During a manual installation, it is common practice to create a dedicated system user, often named observium , to run the application and its cron jobs. After verifying that no processes are running under this user with ps -u observium , you can safely remove the user and its home directory.
Run ps aux | grep observium to ensure no orphaned polling processes are actively running in the background. Your Ubuntu server is now entirely free of Observium.
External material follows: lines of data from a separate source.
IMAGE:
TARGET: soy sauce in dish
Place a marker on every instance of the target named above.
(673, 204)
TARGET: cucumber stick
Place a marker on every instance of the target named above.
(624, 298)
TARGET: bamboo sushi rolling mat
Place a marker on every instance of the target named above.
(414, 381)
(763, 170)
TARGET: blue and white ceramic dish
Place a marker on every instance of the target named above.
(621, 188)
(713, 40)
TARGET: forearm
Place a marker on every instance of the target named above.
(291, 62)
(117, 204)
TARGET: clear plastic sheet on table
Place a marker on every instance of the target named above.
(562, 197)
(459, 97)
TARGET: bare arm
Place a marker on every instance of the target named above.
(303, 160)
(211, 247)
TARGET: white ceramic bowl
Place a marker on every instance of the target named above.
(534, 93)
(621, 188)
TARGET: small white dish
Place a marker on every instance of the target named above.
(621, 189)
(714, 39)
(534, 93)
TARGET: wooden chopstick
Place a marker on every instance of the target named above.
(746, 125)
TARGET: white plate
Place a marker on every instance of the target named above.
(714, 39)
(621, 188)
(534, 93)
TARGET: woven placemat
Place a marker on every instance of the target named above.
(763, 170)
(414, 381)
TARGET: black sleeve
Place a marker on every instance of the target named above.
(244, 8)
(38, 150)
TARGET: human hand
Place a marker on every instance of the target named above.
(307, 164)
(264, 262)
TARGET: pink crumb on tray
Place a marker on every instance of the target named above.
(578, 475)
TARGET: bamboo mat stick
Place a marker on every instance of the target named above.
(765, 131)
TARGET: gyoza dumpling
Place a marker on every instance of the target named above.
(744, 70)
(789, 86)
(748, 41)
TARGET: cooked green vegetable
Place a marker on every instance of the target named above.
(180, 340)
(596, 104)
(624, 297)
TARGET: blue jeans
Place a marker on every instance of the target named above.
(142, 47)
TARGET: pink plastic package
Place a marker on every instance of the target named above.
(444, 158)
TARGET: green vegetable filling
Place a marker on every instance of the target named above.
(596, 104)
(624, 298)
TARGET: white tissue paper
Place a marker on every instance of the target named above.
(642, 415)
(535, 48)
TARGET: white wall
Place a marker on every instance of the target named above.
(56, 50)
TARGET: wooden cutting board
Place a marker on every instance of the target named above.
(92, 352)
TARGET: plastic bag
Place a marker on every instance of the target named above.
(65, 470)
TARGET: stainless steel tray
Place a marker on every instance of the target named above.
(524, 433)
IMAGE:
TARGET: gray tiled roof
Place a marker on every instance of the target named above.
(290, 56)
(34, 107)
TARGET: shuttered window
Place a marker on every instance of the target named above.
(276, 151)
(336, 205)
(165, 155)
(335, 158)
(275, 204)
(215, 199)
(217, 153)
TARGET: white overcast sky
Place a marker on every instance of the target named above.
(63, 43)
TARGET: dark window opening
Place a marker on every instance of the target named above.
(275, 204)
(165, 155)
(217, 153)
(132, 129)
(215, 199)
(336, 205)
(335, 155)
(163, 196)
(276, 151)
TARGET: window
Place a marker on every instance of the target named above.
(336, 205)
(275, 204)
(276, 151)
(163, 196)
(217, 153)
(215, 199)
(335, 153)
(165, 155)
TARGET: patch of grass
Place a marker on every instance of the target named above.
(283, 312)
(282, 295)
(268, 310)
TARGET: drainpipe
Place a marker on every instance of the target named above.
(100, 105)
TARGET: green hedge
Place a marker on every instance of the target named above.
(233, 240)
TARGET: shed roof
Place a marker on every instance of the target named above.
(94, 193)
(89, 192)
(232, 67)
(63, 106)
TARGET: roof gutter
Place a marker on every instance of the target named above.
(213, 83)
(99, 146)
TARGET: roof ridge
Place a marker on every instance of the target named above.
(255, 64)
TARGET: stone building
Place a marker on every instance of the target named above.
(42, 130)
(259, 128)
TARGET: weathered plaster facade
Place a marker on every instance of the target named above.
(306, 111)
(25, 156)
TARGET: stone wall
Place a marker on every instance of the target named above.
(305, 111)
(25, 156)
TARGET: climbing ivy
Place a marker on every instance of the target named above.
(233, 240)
He watched the directories scroll by: rrd/ , logs/ , includes/ , html/ . All those custom alerts he’d written. All those graphs he’d tweaked. All gone. uninstall observium ubuntu
Delete the dedicated Observium database user. Check your original config.php if you forgot the exact username: DROP USER 'observium'@'localhost'; Use code with caution. Flush the privileges to apply changes and exit: FLUSH PRIVILEGES; EXIT; Use code with caution. Step 3: Remove the Observium Installation Files
# Check if Observium was installed as a package dpkg -l | grep observium During a manual installation, it is common practice
sudo mysql -u root -p -e "SHOW DATABASES;" | grep observium
If you have custom logs or RRD paths outside /opt/observium (check your config.php before deletion), remove those as well. Common locations: Your Ubuntu server is now entirely free of Observium
Observium uses cron jobs to run periodic polling. Open the system cron directory or edit the crontab file where you added the Observium entries. If you used a dedicated cron file, delete it directly: sudo rm -f /etc/cron.d/observium Use code with caution.